The Correct Option is D

Step 1: Recall the definition of a matched filter's impulse response.

The impulse response \(h(t)\) of a filter matched to a signal \(x(t)\), non-zero over \([0, T]\), is: \[ h(t) = x(T - t) \] Here, \(T = 4\) s. So: \[ h(t) = x(4 - t) \]

Step 2: Determine the corresponding interval in \(x(t)\).

We need the slope of \(h(t)\) in \(3 < t < 4\). Let \(\tau = 4 - t\). Then: \[ t = 3 \Rightarrow \tau = 1, \quad t = 4 \Rightarrow \tau = 0 \] So the interval \(3 < t < 4\) for \(h(t)\) corresponds to \(0 < \tau < 1\) for \(x(\tau)\).

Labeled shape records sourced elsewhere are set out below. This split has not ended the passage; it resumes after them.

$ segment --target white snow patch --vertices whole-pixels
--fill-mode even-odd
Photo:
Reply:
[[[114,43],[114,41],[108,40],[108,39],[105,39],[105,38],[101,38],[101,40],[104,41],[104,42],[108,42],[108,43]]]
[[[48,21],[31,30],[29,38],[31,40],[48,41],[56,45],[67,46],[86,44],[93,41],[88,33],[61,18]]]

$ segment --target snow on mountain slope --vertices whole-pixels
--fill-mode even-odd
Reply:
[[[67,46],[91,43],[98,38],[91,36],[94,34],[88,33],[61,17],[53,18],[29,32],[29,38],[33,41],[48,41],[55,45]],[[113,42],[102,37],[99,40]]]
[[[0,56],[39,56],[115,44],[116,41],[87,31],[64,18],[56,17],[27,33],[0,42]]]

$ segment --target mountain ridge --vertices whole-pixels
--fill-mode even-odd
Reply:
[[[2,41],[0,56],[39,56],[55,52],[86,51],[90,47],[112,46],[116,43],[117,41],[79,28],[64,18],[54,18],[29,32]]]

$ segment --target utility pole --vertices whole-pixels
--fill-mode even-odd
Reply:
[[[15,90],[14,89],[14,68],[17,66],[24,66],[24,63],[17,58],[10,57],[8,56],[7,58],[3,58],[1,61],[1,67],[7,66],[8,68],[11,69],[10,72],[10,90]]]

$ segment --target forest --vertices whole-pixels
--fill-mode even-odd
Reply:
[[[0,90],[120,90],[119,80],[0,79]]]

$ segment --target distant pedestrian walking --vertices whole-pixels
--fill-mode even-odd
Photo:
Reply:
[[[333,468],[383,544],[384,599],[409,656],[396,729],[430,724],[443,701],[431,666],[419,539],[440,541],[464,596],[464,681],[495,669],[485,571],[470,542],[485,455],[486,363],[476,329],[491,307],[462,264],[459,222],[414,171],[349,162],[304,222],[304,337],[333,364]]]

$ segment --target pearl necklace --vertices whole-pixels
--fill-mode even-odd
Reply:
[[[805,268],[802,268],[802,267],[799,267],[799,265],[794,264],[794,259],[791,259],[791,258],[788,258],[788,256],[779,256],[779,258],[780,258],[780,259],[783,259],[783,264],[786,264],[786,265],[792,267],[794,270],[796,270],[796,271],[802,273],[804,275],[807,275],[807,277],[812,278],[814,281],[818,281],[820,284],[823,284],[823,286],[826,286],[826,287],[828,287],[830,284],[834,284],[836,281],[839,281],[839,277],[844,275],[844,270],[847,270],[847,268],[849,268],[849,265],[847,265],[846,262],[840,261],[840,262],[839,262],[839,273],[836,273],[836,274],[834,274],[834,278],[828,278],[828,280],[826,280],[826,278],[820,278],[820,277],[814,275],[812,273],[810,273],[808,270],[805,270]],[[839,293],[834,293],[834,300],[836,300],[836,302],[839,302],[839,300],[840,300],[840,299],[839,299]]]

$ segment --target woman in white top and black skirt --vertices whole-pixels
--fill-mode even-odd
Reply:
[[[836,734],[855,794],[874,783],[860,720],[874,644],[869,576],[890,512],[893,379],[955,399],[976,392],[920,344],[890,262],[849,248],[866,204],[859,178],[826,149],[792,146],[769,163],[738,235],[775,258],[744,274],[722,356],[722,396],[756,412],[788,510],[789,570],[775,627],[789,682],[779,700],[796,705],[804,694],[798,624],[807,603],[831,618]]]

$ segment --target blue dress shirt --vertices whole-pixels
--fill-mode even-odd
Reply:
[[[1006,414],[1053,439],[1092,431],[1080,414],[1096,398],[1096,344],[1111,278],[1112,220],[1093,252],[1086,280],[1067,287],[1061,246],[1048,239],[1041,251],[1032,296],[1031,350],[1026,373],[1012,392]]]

Step 3: Slope of \(x(t)\) in the interval \(0 < t < 1\).

From the signal graph, \(x(t)\) rises from 0 to 1 in this interval. Therefore: \[ \text{Slope of } x(t) = \frac{1 - 0}{1 - 0} = 1 \]

Step 4: Relate the slope of \(h(t)\) to \(x(t)\).

Using the chain rule: \[ h(t) = x(4 - t) \Rightarrow \frac{d}{dt} h(t) = x'(4 - t) \cdot (-1) \] Thus: \[ m_h(t) = - m_x(4 - t) \] For \(t \in (3, 4)\), \(m_x(4 - t) = m_x(\tau) = 1\). Therefore: \[ m_h = -1 \]

Answer: The slope of \(h(t)\) in the interval \(3 < t < 4\) is \(-1\), which corresponds to option (D).